Feb 25, 2020

Plans to Replace Santry Stacks on Hold Due to Lack of Funding

A business plan has not been developed to replace Santry Stacks, which was flagged as "not fit for purpose" nearly two years ago.

Emer MoreauNews Editor
Andrew Murphy for The University Times

Trinity has put on hold plans to replace its Santry Stacks book repository – flagged as “not fit for purpose” almost two years ago – due to a lack of funds, The University Times has learned.

Unpublished minutes from a meeting of Trinity’s Library and Information Policy Committee, seen by The University Times, reveal that “the issue of the book repository in Santry” – which is currently full – has been raised, but that “there is little possibility of Philanthropic funding” to replace it.

Veronica Campbell, the College bursar, wrote in an email statement to The University Times that “a business case for the Santry repository has not yet been developed” – despite the College’s 2018 Estates Strategy calling a new solution for book storage “critical”, and identifying it as a time-sensitive issue.


In 2018, Trinity announced plans to replace the storage unit, which houses most of Trinity’s books, after College’s Estates Strategy found that collections were “being kept in conditions that are not appropriate for an institution with the reputation of Trinity”.

“It is critical for the collections and the finances of Trinity that there is a depository solution”, the report added.

According to the report, new materials were being held in commercial storage, at a cost of “hundreds of thousands of Euros per annum”.

But the minutes appear to show that a strategy around the repository is not a priority when it comes to philanthropic donations, despite several other projects in College – including the Business School and the Engineering, Environment and Emerging Technologies (E3) Institute – receiving millions from donors.

At the meeting, held last May, Campbell confirmed that “financing is an issue” when it comes to the replacement of the facility, but proposed developing a business case for the project.

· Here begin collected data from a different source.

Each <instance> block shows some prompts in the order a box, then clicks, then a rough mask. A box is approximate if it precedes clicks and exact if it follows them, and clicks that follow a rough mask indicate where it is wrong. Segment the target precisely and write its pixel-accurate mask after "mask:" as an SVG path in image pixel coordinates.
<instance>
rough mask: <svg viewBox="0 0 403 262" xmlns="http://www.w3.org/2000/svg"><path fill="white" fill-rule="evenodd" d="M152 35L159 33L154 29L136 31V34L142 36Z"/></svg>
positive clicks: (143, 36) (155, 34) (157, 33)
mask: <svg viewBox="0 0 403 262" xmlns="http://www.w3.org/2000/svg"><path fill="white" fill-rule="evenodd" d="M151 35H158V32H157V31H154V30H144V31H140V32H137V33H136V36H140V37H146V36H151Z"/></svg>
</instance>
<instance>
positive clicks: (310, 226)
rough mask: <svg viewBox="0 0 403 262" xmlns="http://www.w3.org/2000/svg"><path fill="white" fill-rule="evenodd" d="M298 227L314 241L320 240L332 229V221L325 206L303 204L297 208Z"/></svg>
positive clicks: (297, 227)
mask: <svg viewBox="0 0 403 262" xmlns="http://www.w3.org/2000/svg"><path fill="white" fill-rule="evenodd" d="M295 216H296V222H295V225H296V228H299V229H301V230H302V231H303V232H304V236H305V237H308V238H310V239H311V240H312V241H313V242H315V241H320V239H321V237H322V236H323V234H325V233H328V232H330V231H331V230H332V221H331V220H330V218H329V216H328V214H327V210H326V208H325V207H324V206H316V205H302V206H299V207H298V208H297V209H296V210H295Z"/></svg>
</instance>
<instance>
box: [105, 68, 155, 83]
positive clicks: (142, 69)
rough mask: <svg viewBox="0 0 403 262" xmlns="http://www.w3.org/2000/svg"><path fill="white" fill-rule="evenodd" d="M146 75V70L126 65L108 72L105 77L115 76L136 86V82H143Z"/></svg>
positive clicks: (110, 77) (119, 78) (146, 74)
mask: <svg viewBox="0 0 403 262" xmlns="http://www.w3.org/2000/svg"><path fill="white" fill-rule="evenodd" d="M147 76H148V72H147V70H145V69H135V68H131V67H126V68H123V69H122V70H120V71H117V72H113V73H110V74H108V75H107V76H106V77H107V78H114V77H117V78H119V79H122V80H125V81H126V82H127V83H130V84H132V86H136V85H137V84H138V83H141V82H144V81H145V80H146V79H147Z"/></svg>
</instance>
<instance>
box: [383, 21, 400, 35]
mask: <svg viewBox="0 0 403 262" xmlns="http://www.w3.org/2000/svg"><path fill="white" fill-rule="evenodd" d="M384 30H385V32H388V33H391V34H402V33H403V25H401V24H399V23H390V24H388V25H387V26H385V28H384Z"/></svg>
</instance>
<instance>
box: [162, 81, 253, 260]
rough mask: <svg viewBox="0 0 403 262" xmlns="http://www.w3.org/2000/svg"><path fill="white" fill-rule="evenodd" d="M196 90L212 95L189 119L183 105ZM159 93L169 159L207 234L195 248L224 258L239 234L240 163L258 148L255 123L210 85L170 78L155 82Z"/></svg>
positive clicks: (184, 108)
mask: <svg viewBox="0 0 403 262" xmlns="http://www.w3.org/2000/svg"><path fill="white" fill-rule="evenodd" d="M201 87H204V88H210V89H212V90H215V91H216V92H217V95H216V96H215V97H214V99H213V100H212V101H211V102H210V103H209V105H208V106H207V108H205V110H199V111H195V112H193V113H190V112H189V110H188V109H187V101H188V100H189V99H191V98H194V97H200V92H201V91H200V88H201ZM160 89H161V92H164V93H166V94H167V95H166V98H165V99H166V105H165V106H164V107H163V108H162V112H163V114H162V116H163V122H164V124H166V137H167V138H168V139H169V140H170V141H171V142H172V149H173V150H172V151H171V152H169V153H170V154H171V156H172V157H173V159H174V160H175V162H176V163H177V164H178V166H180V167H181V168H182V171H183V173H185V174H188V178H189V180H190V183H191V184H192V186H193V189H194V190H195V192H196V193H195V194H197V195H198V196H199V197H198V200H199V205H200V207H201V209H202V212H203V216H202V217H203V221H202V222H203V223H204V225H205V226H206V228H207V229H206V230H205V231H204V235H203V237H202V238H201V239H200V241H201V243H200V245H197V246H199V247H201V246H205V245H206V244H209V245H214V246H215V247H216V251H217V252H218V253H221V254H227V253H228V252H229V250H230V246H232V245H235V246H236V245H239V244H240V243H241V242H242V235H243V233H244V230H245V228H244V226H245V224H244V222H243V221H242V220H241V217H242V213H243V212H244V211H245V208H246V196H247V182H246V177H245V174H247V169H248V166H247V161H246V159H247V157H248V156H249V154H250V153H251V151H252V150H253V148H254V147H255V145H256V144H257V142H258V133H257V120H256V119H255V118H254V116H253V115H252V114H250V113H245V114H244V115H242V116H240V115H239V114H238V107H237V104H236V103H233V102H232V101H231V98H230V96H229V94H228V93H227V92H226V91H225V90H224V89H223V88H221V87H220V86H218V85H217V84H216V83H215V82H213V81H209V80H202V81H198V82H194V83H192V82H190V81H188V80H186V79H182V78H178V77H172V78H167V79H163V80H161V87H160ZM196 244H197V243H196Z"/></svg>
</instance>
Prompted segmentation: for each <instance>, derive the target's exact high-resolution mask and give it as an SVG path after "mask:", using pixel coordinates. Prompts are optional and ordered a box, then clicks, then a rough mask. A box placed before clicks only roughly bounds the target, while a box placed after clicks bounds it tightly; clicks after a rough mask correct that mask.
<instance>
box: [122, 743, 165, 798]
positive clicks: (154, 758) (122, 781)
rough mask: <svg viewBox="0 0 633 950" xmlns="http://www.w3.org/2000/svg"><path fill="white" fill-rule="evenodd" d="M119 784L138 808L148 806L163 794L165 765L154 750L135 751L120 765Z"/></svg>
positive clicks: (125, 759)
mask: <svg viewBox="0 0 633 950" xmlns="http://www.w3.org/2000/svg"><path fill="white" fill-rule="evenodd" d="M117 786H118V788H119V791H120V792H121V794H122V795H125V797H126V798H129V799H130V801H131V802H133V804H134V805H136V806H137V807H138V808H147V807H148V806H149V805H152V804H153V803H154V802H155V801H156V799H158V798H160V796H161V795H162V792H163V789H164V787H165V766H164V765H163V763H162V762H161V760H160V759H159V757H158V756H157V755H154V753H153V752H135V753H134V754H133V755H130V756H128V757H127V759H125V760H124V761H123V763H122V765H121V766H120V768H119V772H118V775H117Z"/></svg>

Speaking to The University Times in 2018, Librarian and College Archivist Helen Shenton explained that the College is currently trying to fulfil its responsibilities to students while also upholding the library’s responsibilities as a legal deposit library.

Trinity’s library has been designated a legal deposit since 1801. This status requires under statute that publishers and distributors provide at least one copy of every new publication, free of charge, to the library. Trinity also benefits under the UK scheme, meaning it also receives a copy of every book published or distributed in Britain.

The report identified the possible “complication” of a funding deal signed in the 1970s between Trinity, the National Library and Dublin City Council. As part of the agreement, Trinity ceded parts of the title of the depository to the two bodies.

The strategy listed the Santry depository as one of the College’s most time-sensitive projects, and stated that once a more appropriate space for the books was found, it would be possible to decant these books to an off-campus location, freeing up space in the process for student activities.

Areas earmarked by College for conversion to student spaces in the future include parts of the Lecky library and the 1937 Reading Room.

While the strategy listed Santry as a short to medium-term project, it also outlined the urgent need for space on campus, with 75 per cent of the College’s buildings in need of repair or replacement.

In 2018, the library’s system for borrowing and renewing books underwent an extensive overhaul in a bid to make books more accessible for students.

Undergraduate students can now borrow up to 10 general lending books at a time, for a period of four weeks before renewal. Undergraduate borrowing rights were previously limited to a maximum of four books at once, with a loan period of one week.

In 2019, Trinity’s libraries carried out a €350,000 project, which saw over half a million books fitted with new microchips in a bid to improve security and allow staff to track them more easily.

Some 550,000 books are now fitted with microchips, using a system called radio frequency ID, which will allow staff to track them more easily when large volumes of books are being moved around the libraries, or if books go missing.